For the first eight years, his wife and daughter remained in Peru as he got a series of hotel jobs, first in Kentucky and then around the Mid-Atlantic. He moved to Lancaster in 2009 to work at the downtown Lancaster Marriott, which opened just after other Marriotts — including the one he was working at in Manhattan — were laying people off because of the Great Recession.
“As soon as I got to Lancaster, I called my wife and said, ‘This is it. Now you can come. This is the place where we want to raise our daughter,’” he said.
“We try as much as we can to fit in and go along with what the American way is, without forgetting our roots. Part of it is our food. We love our food,” he said.
When he lost his job this spring, Gomez de la Terra says he immediately saw it as a chance to open a restaurant that would feature some unique Peruvian fare. He had been meeting with SCORE even before he lost his job.
“I’ll be honest, I thought it was a beautiful opportunity for me to do something, which is this,” he said.
As he prepares for the new restaurant, Gomez de la Terra says he is trying to convince his now 19-year-old daughter to join him in his new venture by working as a cashier. The couple also has an 8-year-old daughter, who was born in the United States.

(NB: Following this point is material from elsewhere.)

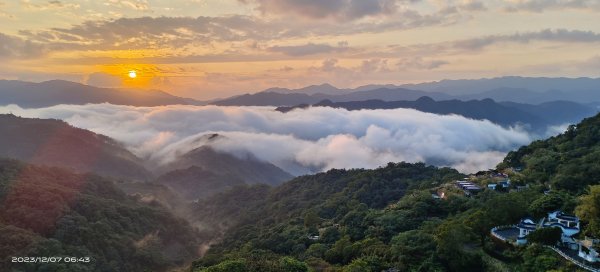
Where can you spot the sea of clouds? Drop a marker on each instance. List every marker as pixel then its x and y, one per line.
pixel 300 141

With Gomez de la Torre on the cusp of fulfilling another dream of becoming a restaurateur, he says he is not worried about debuting during a time when restaurants are still limited because of restrictions meant so slow the spread of COVID-19.
“If I had to wait for the perfect condition, then I wouldn’t have done anything of what I’ve done,” he said. “This (pandemic) is just temporary. This is going to go away. … As this goes away, I will be going up.”